I saw an interesting sports story today. According to Sportsnet, the LPGA “will require golfers to speak English starting in 2009, with players who have been members for two years facing suspension if they can’t pass an oral evaluation of English skills. The rule is effective immediately for new players.”
This is interesting from an HR perspective. It raises the question of “bona fide” occupational requirements; i.e. what can an employer reasonably require of a worker to perform their job.
Speaking English definitely isn’t required to succeed on the golf course (that would be driving accuracy, hitting greens in regulation, and number of putts), but it is definitely important when interacting with sponsors, the media, and of course, the fans.

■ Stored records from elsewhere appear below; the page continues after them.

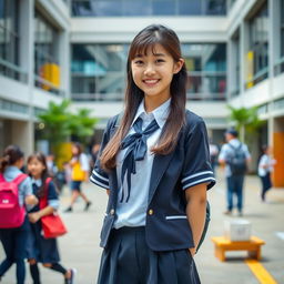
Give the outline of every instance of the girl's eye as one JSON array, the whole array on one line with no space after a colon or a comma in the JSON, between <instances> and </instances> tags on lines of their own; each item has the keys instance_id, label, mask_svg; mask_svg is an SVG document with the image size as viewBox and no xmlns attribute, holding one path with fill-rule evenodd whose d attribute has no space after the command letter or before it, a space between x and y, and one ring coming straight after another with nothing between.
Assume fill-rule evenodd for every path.
<instances>
[{"instance_id":1,"label":"girl's eye","mask_svg":"<svg viewBox=\"0 0 284 284\"><path fill-rule=\"evenodd\" d=\"M143 62L142 60L136 60L136 61L134 61L134 63L135 63L136 65L142 65L144 62Z\"/></svg>"}]
</instances>

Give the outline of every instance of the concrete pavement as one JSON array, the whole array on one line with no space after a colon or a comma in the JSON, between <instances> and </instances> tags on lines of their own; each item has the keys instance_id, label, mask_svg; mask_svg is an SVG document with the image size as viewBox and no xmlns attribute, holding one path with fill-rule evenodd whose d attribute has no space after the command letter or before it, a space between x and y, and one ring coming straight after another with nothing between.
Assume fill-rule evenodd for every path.
<instances>
[{"instance_id":1,"label":"concrete pavement","mask_svg":"<svg viewBox=\"0 0 284 284\"><path fill-rule=\"evenodd\" d=\"M284 284L284 189L271 190L267 193L268 203L260 201L260 181L257 176L247 176L245 181L244 216L252 222L253 234L263 239L266 244L262 248L262 264L275 278L276 283ZM84 184L84 192L92 200L90 212L83 212L83 202L74 205L73 213L61 213L69 229L69 234L59 237L62 264L78 270L77 284L94 284L98 275L101 248L99 234L101 229L106 194L104 190L93 184ZM70 192L65 187L61 196L61 210L68 206ZM214 256L211 236L223 234L223 223L227 216L225 210L225 184L223 172L217 172L217 184L209 192L212 209L212 221L207 237L195 262L203 284L257 284L256 277L244 263L245 252L229 252L227 261L222 263ZM236 219L232 216L231 219ZM3 257L2 247L0 258ZM63 283L62 276L50 270L41 268L43 284ZM32 284L27 270L27 284ZM14 267L2 281L3 284L14 284ZM162 283L161 283L162 284Z\"/></svg>"}]
</instances>

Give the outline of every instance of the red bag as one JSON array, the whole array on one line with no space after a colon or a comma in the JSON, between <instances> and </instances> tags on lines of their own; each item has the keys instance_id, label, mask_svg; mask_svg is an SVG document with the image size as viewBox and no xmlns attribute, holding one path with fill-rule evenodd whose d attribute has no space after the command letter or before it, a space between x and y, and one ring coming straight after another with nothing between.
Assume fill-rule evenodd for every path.
<instances>
[{"instance_id":1,"label":"red bag","mask_svg":"<svg viewBox=\"0 0 284 284\"><path fill-rule=\"evenodd\" d=\"M45 194L40 199L40 209L44 209L48 205L48 189L51 178L48 178L45 181ZM63 224L61 217L57 212L53 212L50 215L41 217L41 225L43 231L43 236L45 239L54 239L67 233L67 227Z\"/></svg>"},{"instance_id":2,"label":"red bag","mask_svg":"<svg viewBox=\"0 0 284 284\"><path fill-rule=\"evenodd\" d=\"M22 225L26 210L19 204L18 186L27 176L21 173L13 181L7 182L3 174L0 174L0 229Z\"/></svg>"}]
</instances>

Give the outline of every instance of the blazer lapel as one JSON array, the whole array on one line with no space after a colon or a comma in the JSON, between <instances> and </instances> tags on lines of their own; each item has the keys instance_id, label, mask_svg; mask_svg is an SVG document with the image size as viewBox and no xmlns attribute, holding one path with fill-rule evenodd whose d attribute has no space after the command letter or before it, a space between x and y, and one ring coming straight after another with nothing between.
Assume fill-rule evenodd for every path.
<instances>
[{"instance_id":1,"label":"blazer lapel","mask_svg":"<svg viewBox=\"0 0 284 284\"><path fill-rule=\"evenodd\" d=\"M151 203L152 197L155 193L155 190L165 172L168 169L175 151L172 151L168 155L155 155L154 161L153 161L153 166L152 166L152 173L151 173L151 179L150 179L150 189L149 189L149 199L148 199L148 204Z\"/></svg>"}]
</instances>

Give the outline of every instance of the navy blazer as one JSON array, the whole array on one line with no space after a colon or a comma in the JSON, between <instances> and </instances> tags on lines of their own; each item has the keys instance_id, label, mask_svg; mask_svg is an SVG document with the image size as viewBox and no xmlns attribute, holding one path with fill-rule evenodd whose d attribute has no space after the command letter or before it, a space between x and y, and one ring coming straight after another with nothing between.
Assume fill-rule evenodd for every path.
<instances>
[{"instance_id":1,"label":"navy blazer","mask_svg":"<svg viewBox=\"0 0 284 284\"><path fill-rule=\"evenodd\" d=\"M118 129L119 115L110 119L104 131L100 154ZM145 237L152 251L172 251L194 247L186 217L185 189L207 183L215 184L210 163L209 141L204 121L186 110L175 150L168 155L155 155L149 189ZM99 154L99 156L100 156ZM108 245L115 221L118 201L116 170L105 172L97 160L90 181L109 189L110 196L101 231L102 247Z\"/></svg>"}]
</instances>

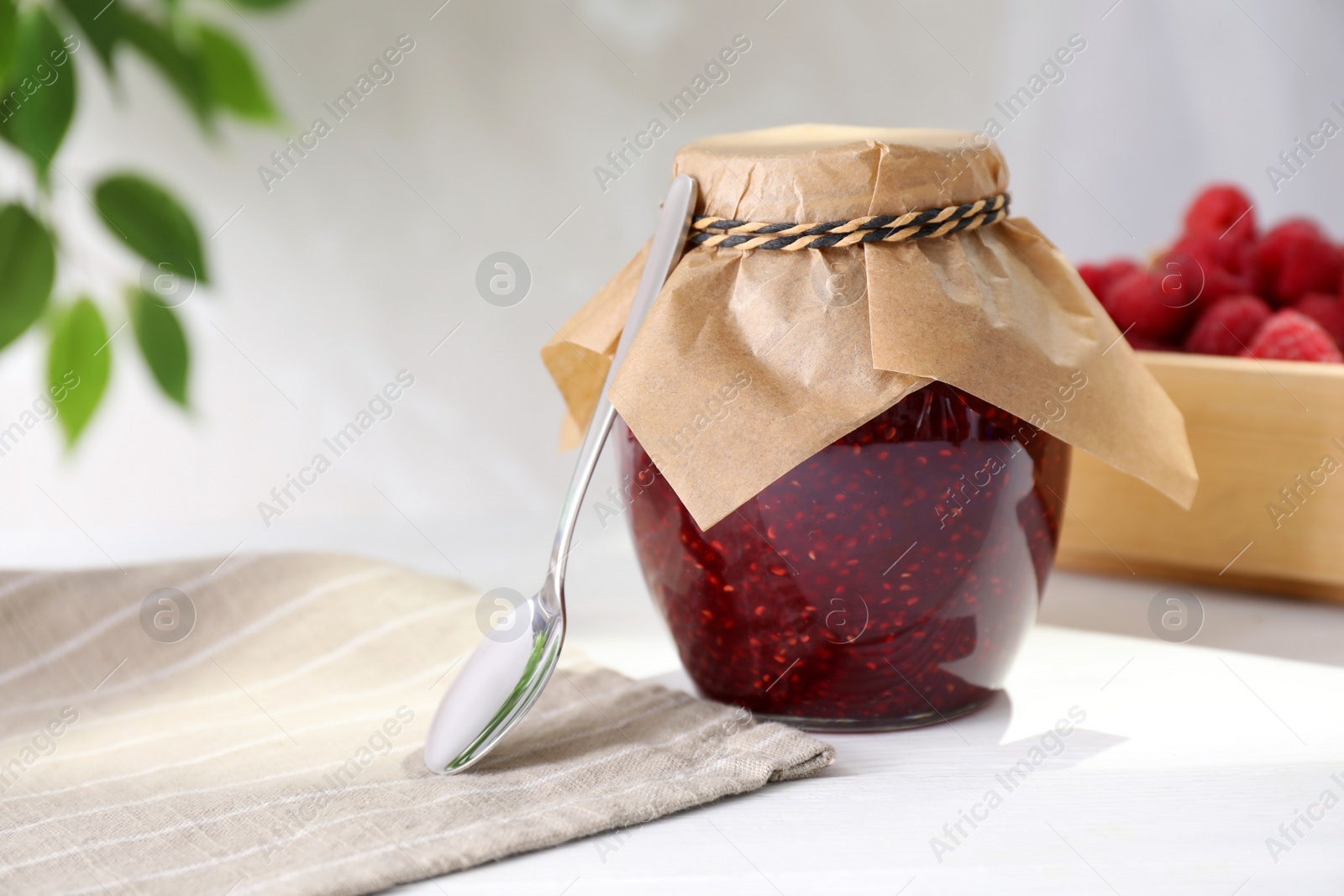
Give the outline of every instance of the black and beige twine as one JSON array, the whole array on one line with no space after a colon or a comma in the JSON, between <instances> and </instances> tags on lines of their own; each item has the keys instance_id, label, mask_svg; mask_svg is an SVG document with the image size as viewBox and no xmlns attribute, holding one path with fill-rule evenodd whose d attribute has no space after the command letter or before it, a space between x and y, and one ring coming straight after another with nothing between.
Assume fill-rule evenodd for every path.
<instances>
[{"instance_id":1,"label":"black and beige twine","mask_svg":"<svg viewBox=\"0 0 1344 896\"><path fill-rule=\"evenodd\" d=\"M1008 193L905 215L868 215L812 224L731 220L702 215L691 222L691 243L720 249L829 249L855 243L899 243L992 224L1008 214Z\"/></svg>"}]
</instances>

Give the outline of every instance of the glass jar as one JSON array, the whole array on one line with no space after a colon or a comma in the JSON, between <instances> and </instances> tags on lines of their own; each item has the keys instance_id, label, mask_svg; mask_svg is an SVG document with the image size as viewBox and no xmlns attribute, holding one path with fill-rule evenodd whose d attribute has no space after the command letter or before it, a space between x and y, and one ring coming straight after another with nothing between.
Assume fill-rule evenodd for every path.
<instances>
[{"instance_id":1,"label":"glass jar","mask_svg":"<svg viewBox=\"0 0 1344 896\"><path fill-rule=\"evenodd\" d=\"M704 696L882 731L1001 686L1054 564L1066 443L933 383L708 532L624 423L618 445L645 580Z\"/></svg>"}]
</instances>

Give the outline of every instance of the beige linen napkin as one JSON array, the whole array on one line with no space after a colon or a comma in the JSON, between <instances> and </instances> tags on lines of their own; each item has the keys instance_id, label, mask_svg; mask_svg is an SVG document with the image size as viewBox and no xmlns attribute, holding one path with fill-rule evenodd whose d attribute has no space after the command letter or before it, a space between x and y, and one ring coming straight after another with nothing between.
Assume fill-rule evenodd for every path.
<instances>
[{"instance_id":1,"label":"beige linen napkin","mask_svg":"<svg viewBox=\"0 0 1344 896\"><path fill-rule=\"evenodd\" d=\"M587 668L477 768L433 775L419 751L476 603L320 555L0 574L0 891L368 893L833 758Z\"/></svg>"}]
</instances>

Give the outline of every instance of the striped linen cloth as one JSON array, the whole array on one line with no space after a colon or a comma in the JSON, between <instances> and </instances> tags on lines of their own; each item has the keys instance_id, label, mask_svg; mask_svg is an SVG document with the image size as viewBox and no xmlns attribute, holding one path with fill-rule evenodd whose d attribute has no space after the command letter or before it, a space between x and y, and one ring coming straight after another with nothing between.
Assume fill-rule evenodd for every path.
<instances>
[{"instance_id":1,"label":"striped linen cloth","mask_svg":"<svg viewBox=\"0 0 1344 896\"><path fill-rule=\"evenodd\" d=\"M368 893L833 758L590 666L476 768L433 775L476 603L344 556L0 574L0 892Z\"/></svg>"}]
</instances>

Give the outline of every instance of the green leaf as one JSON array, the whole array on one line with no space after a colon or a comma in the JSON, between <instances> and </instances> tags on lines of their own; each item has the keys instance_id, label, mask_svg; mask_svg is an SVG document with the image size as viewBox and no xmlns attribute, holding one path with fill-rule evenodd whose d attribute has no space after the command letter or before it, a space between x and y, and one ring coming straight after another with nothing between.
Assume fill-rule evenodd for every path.
<instances>
[{"instance_id":1,"label":"green leaf","mask_svg":"<svg viewBox=\"0 0 1344 896\"><path fill-rule=\"evenodd\" d=\"M56 400L66 447L73 447L83 433L98 402L108 391L112 372L112 348L108 326L98 308L81 298L56 322L47 355L47 386Z\"/></svg>"},{"instance_id":2,"label":"green leaf","mask_svg":"<svg viewBox=\"0 0 1344 896\"><path fill-rule=\"evenodd\" d=\"M55 275L47 228L23 206L0 208L0 348L42 317Z\"/></svg>"},{"instance_id":3,"label":"green leaf","mask_svg":"<svg viewBox=\"0 0 1344 896\"><path fill-rule=\"evenodd\" d=\"M121 34L159 69L195 113L200 126L208 129L212 106L200 59L184 50L172 32L130 7L121 11Z\"/></svg>"},{"instance_id":4,"label":"green leaf","mask_svg":"<svg viewBox=\"0 0 1344 896\"><path fill-rule=\"evenodd\" d=\"M276 106L247 50L231 34L200 26L200 62L215 103L239 118L274 121Z\"/></svg>"},{"instance_id":5,"label":"green leaf","mask_svg":"<svg viewBox=\"0 0 1344 896\"><path fill-rule=\"evenodd\" d=\"M187 407L191 352L181 322L171 308L144 290L133 290L129 302L136 343L140 344L140 353L149 365L149 372L155 375L164 395Z\"/></svg>"},{"instance_id":6,"label":"green leaf","mask_svg":"<svg viewBox=\"0 0 1344 896\"><path fill-rule=\"evenodd\" d=\"M184 279L210 282L196 224L163 187L138 175L113 175L94 187L93 201L141 258Z\"/></svg>"},{"instance_id":7,"label":"green leaf","mask_svg":"<svg viewBox=\"0 0 1344 896\"><path fill-rule=\"evenodd\" d=\"M117 0L60 0L60 5L75 20L79 30L112 71L112 51L121 39L121 4Z\"/></svg>"},{"instance_id":8,"label":"green leaf","mask_svg":"<svg viewBox=\"0 0 1344 896\"><path fill-rule=\"evenodd\" d=\"M32 160L43 184L74 114L70 54L47 11L30 7L19 17L19 46L0 97L0 134Z\"/></svg>"},{"instance_id":9,"label":"green leaf","mask_svg":"<svg viewBox=\"0 0 1344 896\"><path fill-rule=\"evenodd\" d=\"M19 9L13 0L0 0L0 85L7 83L9 63L19 46Z\"/></svg>"}]
</instances>

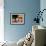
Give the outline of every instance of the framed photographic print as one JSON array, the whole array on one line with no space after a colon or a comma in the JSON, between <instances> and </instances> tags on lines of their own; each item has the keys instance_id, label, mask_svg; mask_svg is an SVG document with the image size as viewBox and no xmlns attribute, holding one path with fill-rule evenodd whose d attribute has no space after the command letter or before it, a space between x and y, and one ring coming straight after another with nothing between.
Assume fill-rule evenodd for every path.
<instances>
[{"instance_id":1,"label":"framed photographic print","mask_svg":"<svg viewBox=\"0 0 46 46\"><path fill-rule=\"evenodd\" d=\"M24 13L11 13L10 23L11 24L24 24Z\"/></svg>"}]
</instances>

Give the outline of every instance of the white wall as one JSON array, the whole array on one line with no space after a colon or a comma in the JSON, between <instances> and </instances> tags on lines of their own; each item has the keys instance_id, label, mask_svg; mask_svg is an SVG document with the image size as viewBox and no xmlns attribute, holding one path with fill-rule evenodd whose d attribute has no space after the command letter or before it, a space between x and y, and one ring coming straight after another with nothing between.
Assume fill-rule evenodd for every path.
<instances>
[{"instance_id":1,"label":"white wall","mask_svg":"<svg viewBox=\"0 0 46 46\"><path fill-rule=\"evenodd\" d=\"M4 41L4 3L0 0L0 42Z\"/></svg>"},{"instance_id":2,"label":"white wall","mask_svg":"<svg viewBox=\"0 0 46 46\"><path fill-rule=\"evenodd\" d=\"M40 0L40 9L41 10L46 9L46 0ZM40 21L40 25L43 25L46 27L46 11L44 11L42 16L43 16L44 21L43 22Z\"/></svg>"}]
</instances>

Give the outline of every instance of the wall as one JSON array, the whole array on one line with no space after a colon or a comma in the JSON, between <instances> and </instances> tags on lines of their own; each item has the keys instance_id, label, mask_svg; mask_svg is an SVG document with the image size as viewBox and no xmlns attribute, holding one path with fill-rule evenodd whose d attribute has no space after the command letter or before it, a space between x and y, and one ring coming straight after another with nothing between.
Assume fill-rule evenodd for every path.
<instances>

And ultimately, it’s all about selling the sport and generating lucrative sponsorship and media revenues.
But is requiring English to be spoken or else suspending them really going to boost the business? Would you suspend Tiger Woods if he couldn’t speak English? Would you suspend the #1 woman golfer if she couldn’t speak English? Is that what will attract and retain the best of women golfers world-wide? Is this really the message that the LPGA wants to convey?
So what’s reasonable for you for to require from your workforce? Remember that any rule must be critical to the function of job. And most importantly, consider the impact the rules might have on the attraction and retention of your employees. What reputation do you want to have as an employer? What impact will this have on the employer branding of the LPGA?